Hats Off To Our Former Midwives

Memories of giving birth to a daughter prematurely some 70 years ago, has prompted a local mother to knit more than 70 baby hats for the neonatal unit at Forth Valley Royal Hospital, as a way of saying thank you.

Mary Sellstrom was 7 months pregnant when, a week before her 18th birthday, the baby decided to arrive early. Her little girl entered the world at 3lb 2 ozs but her weight subsequently dropped to 2lb 12 ozs. Mrs Sellstrom said that without the dedication and determination of the midwifery team at the former Falkirk and District Royal Infirmary, her firstborn would never have survived.

Celebrating her daughter, Jacque’s 70th birthday recently, Mrs Sellstrum said she wanted to help other premature babies. She went on to explain how things have changed in so many ways since 1950. For example her daughter was taken immediately after delivery and placed in an incubator.
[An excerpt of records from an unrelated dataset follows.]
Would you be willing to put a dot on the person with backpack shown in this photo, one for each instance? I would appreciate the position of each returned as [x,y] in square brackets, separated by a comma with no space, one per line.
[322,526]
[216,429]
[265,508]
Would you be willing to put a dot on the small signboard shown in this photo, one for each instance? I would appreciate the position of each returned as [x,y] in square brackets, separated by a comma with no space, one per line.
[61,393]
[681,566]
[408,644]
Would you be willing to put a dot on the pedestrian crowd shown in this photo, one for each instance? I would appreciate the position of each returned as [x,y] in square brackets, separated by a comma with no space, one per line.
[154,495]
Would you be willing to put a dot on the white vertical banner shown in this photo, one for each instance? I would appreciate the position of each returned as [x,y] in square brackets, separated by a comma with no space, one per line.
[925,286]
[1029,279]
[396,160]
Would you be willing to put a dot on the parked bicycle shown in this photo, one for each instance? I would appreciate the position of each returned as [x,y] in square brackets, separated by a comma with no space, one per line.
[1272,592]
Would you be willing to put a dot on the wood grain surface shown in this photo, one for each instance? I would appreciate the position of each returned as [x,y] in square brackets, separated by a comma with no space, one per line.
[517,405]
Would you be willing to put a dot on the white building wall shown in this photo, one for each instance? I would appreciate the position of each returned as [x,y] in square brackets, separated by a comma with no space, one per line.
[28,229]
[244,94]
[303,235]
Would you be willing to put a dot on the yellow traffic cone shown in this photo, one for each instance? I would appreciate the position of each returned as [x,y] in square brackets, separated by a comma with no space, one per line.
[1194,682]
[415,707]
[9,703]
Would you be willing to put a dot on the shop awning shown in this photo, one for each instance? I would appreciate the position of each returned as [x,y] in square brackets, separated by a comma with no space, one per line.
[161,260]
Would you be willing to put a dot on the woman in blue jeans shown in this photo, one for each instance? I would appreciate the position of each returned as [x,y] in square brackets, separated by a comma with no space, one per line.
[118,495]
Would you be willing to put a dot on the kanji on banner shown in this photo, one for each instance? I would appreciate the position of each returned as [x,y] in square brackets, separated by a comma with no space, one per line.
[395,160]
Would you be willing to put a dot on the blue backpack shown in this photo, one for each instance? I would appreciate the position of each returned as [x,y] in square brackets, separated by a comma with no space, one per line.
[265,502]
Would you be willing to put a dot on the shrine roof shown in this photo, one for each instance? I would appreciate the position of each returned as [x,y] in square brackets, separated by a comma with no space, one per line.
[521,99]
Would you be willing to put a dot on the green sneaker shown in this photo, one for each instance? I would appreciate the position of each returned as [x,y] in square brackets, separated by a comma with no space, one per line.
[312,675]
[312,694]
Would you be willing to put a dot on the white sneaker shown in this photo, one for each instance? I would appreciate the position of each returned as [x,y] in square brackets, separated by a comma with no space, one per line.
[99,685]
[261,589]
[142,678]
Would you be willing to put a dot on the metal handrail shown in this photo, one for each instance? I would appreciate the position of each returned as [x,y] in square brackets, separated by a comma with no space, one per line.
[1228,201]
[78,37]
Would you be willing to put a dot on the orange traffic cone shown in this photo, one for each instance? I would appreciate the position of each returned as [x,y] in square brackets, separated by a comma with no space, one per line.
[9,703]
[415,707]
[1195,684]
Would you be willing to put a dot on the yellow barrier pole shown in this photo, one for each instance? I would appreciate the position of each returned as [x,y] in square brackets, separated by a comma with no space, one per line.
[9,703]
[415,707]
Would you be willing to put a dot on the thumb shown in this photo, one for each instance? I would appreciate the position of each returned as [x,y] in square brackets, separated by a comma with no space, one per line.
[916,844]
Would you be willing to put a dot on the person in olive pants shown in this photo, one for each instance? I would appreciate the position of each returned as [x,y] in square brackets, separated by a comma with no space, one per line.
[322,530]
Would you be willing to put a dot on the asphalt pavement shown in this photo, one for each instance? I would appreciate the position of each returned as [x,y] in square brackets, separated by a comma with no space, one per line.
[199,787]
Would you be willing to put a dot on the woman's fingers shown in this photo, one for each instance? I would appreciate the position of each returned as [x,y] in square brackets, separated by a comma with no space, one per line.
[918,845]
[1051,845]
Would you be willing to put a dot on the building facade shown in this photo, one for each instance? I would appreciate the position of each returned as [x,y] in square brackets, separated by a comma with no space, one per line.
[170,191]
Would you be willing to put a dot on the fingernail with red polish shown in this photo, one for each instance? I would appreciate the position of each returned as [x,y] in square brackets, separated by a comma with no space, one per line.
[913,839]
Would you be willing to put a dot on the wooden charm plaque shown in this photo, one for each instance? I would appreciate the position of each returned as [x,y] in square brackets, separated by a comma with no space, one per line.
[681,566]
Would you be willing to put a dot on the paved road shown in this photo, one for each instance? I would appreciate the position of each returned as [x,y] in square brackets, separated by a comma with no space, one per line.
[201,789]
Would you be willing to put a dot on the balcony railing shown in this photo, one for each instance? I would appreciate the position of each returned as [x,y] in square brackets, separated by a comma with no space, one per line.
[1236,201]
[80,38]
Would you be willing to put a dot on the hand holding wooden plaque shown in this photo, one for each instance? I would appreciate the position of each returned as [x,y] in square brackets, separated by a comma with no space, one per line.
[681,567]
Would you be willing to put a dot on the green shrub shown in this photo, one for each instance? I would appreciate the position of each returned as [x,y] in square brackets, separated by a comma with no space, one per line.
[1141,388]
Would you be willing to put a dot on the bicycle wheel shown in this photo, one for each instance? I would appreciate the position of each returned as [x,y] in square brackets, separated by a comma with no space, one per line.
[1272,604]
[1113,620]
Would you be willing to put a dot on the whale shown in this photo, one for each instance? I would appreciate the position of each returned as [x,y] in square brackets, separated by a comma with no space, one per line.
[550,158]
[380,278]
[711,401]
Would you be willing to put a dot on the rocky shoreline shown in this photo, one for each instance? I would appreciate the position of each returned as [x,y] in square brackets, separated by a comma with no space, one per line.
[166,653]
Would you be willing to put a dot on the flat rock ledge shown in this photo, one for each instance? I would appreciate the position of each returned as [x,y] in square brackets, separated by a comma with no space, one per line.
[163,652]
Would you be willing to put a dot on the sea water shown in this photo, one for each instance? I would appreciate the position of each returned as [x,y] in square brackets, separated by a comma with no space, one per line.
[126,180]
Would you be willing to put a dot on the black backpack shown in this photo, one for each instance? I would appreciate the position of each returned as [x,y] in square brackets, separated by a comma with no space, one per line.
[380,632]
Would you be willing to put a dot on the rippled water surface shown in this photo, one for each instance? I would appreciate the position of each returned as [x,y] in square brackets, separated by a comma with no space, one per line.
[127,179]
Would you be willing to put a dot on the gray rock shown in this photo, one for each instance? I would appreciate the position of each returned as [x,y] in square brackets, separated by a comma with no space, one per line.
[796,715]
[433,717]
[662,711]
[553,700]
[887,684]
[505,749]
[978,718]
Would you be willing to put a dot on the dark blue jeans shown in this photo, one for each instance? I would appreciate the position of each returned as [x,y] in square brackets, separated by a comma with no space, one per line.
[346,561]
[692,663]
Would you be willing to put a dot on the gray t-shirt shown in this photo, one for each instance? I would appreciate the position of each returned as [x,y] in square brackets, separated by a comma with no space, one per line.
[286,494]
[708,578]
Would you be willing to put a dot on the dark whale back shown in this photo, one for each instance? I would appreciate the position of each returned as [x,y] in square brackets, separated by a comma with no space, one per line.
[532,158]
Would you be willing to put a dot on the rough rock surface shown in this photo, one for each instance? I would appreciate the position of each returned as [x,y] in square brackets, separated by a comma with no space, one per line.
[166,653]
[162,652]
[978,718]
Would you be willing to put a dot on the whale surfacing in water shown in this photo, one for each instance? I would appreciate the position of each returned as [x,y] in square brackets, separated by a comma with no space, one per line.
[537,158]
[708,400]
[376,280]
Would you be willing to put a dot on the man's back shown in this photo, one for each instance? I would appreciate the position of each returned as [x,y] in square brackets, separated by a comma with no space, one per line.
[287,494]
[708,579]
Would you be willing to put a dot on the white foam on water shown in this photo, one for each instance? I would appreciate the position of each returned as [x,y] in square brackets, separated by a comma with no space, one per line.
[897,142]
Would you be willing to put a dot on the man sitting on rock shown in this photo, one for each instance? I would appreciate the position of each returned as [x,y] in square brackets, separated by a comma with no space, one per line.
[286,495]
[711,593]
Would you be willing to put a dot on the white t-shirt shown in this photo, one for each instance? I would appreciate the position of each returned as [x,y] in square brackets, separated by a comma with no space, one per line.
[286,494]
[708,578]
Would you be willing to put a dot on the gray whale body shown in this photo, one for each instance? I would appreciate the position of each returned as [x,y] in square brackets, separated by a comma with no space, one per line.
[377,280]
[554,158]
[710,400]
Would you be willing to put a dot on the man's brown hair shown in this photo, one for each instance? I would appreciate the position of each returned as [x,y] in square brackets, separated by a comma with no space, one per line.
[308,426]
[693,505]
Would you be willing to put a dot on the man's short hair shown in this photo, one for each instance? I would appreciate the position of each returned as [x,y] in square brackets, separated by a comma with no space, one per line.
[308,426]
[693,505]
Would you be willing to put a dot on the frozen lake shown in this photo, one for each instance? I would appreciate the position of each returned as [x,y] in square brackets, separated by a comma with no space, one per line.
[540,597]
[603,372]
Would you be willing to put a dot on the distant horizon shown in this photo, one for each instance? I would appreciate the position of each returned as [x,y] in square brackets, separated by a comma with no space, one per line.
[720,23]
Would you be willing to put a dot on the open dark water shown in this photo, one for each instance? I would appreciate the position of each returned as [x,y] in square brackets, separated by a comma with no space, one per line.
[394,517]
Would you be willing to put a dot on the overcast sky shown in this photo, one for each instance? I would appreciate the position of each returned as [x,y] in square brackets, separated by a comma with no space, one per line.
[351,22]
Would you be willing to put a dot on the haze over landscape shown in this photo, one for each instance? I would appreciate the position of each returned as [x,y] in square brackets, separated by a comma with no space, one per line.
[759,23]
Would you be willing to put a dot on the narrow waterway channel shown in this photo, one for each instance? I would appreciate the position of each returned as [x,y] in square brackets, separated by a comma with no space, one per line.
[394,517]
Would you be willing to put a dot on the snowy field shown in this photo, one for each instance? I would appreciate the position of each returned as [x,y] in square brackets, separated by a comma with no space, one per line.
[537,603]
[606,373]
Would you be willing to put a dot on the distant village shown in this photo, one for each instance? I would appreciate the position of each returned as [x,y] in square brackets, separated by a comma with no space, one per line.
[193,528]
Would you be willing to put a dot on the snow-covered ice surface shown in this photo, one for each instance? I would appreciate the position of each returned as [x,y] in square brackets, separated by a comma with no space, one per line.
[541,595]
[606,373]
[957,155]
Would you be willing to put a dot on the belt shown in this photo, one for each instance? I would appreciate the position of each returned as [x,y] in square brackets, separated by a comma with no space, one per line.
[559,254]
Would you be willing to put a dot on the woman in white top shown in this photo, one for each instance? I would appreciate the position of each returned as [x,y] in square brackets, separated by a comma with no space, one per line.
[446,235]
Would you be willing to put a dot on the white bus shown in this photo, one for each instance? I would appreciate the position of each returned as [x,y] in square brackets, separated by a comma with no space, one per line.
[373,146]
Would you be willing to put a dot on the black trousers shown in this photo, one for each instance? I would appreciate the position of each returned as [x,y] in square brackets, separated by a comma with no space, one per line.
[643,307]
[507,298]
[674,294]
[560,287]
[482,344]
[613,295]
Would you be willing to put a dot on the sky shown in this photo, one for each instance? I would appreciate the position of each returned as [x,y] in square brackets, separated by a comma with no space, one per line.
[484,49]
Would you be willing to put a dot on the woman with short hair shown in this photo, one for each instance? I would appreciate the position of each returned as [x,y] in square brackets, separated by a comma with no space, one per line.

She was not allowed to touch or hold her and had to remain in bed for 10 days.

She explained: “My husband was allowed to see the baby once through the window of the incubator room where our daughter lay. He was then asked to leave.”

There was no touching, no holding, just looking through the window. I was heartbroken and longed to hold her.”

In her adult life her daughter became a nurse, a wife, a mother and a grandmother, all of which would not have come about without the care of the midwife and nurses in the premature baby unit at the former Falkirk and District Royal Infirmary.